Colorado lawmaker wants oil, gas companies to pay for quake damage caused by drilling

Rep. Joseph Salazar says he is being proactive

THORNTON, Colo. - A Colorado lawmaker wants oil and gas companies to pay for any property loss or damage caused by drilling activities – including earthquakes.

"What we're seeing is that fracking activities have been definitively linked to earthquakes," said Rep. Joseph Salazar, D-Thornton. “This bill proposes exactly what is proposed with every other industry — that they are held liable and responsible for their activities if it results in personal injury or property damage as a result of their activities.”

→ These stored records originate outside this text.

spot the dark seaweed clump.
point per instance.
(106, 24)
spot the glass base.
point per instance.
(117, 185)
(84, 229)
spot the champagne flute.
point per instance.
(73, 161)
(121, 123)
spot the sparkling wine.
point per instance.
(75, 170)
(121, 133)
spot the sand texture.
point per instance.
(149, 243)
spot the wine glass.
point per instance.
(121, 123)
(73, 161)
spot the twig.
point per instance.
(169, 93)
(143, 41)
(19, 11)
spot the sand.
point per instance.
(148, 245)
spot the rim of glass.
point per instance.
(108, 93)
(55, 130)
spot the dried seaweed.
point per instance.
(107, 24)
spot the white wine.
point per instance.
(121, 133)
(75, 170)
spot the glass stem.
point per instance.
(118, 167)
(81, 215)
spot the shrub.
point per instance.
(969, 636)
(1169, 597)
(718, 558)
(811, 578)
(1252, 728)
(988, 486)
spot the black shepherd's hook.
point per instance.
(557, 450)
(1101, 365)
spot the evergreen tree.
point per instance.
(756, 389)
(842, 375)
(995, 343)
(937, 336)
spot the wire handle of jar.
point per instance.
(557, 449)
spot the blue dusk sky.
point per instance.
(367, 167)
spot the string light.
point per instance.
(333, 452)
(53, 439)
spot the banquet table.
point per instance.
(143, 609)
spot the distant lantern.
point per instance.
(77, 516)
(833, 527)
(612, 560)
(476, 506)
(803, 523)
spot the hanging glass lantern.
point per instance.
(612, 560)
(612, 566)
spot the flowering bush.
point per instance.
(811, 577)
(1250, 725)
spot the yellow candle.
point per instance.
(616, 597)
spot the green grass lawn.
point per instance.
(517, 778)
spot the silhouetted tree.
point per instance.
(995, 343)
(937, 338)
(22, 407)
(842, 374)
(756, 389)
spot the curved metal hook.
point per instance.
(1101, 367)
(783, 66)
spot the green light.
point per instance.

Salazar is taking a stand after people in his district found out about a plan for a 15- to 20-well drilling operation in their neighborhood.

But the bill is unlikely to pass the Republican-controlled Senate, where opponents say there are already protections in place.

RELATED: Earthquakes linked to fracking; new guidelines set up for drilling states

"I just don’t see the need of this,” said Sen. John Cooke. “It’s not good for rural Colorado, and it’s not good for Colorado’s economy.”

Cooke also questioned whether the science definitively shows a link between drilling operations and earthquakes.

“Until I can see absolutely scientific proof, I don’t think it’s responsible to hold private business responsible for Mother Nature,” said Cooke.

Seismologists at the USGS National Earthquake Information Center said there have been a few cases where fracking is linked to earthquakes, but there is a stronger connection between wastewater injection sites, often used in drilling operations.

“It is possible to have a link between an earthquake and pumping of deep water fluid, but it’s very hard to link a specific earthquake to a specific well,” said Paul Earle, a seismologist with the USGS. “But it can be done if you have good monitoring of both the injection and the earthquakes in the region.”

Salazar said the bottom line is that the oil industry needs to be held accountable.

"I guess the message to the industry is do it safer, do it smarter,” said Salazar. ” And I will keep proposing this until it passes."